Wednesday night’s presidential debate focused on a variety of points regarding American trade deals—and what smart deals will mean for the country—with Donald Trump reiterating, with fervor, that NAFTA was the worst deal ever signed.
The Peterson Institute for International Economics is a Washington, D.C., think tank, and like me, it favors free trade. Recently, the Institute developed a number of computer models based on the trade policies of Hillary Clinton and Donald Trump. According to the Institute’s models, both plans would lead to job losses, with Trump’s supposedly far worse than Clinton’s.
The problem with these models is that they don’t take into account the value of negotiations. I would submit to you that a strong trade plan is not one of solely stiff tariffs, but comes with the harsh reality that countries like China and Mexico will have to sit down at the negotiating table again. The starting point for these trade negotiations will be tariffs. Certainly the aim of these negotiations is not to lose jobs in America; the desire is to create more jobs, as well as a fairer trade system.
Benefiting American Workers
Trade deals negotiated in past administrations included a crucial assumption—namely, that the countries with whom we made these deals would ensure that our companies, manufacturers, firms and financial networks would be treated with the same fairness that their country’s companies would be treated.
That hasn’t always been the case.
Computer models, textbook scenarios and politicians with political agendas are not the sole foundation of wise negotiations. Granted, they certainly should be considered as part of the formation of strong negotiating positions. But far too often, they are considered the only tools of politicians’ self-serving ideology.
Many of these think tanks give us a great starting position. They provide us some perspective and financial data that are important as we begin to think about negotiations. They also provide a starting point for additional analytical data that will be necessary for formulating an end game. Yet we can get lost in computer models and scholarly analysis that overlooks real-life scenarios.
Life in the Real World
In the beginning of the financial crisis, I talked about former Federal Reserve Chair Ben Bernanke being far too busy with his nose buried in textbook scenarios rather than having his ear to the street.
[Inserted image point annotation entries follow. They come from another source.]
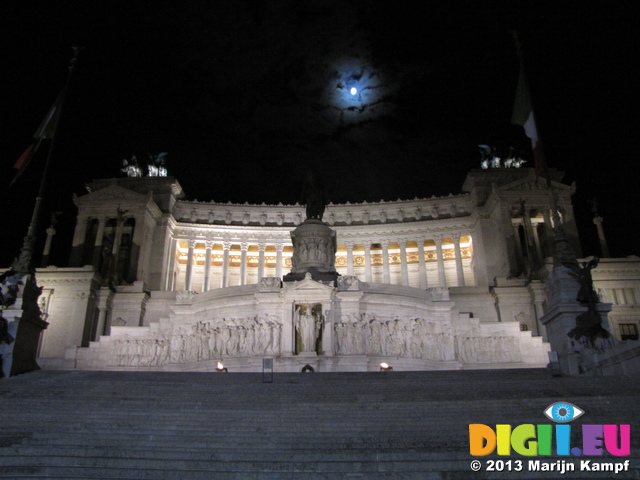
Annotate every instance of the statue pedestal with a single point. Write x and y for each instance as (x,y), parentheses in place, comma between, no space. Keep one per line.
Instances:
(314,252)
(560,319)
(307,355)
(25,325)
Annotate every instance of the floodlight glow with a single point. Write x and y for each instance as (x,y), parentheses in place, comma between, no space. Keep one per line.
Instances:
(220,367)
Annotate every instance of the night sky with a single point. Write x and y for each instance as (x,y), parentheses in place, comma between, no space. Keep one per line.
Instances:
(246,96)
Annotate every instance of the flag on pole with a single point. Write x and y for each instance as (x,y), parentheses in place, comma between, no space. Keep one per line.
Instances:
(46,130)
(523,115)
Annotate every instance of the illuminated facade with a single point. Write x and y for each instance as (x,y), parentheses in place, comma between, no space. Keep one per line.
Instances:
(152,271)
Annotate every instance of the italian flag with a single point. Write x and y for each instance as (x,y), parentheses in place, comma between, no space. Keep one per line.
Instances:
(523,115)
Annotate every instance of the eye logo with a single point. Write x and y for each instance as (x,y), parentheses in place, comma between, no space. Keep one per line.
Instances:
(563,412)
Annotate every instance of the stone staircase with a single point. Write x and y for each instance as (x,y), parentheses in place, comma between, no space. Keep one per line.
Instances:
(195,425)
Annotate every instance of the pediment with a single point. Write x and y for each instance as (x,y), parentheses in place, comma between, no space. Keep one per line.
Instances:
(532,183)
(112,194)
By the way, very few of the textbook scenarios have been good for the economy.
Just as we need politicians in a political structure who can start thinking outside the Washington, D.C., bubble, we must consider trade negotiations that occur outside the biased framework of career politicians.
The negotiating skills and attitudes of someone who is not a politician—especially someone with the “elegance” of a New York businessman—may not be very appealing in the world of academia or elitist politics. But the upside is that it’s also not very appealing to politicians in other countries who want to negotiate with us—especially those countries that are not accustomed to dealing with negotiators who come to the table from a position of what is right for America, rather than their political agenda.
Before we begin adding up the jobs that might be lost, we must consider what can be created when the strongest economy in the world begins to negotiate from a position of strength.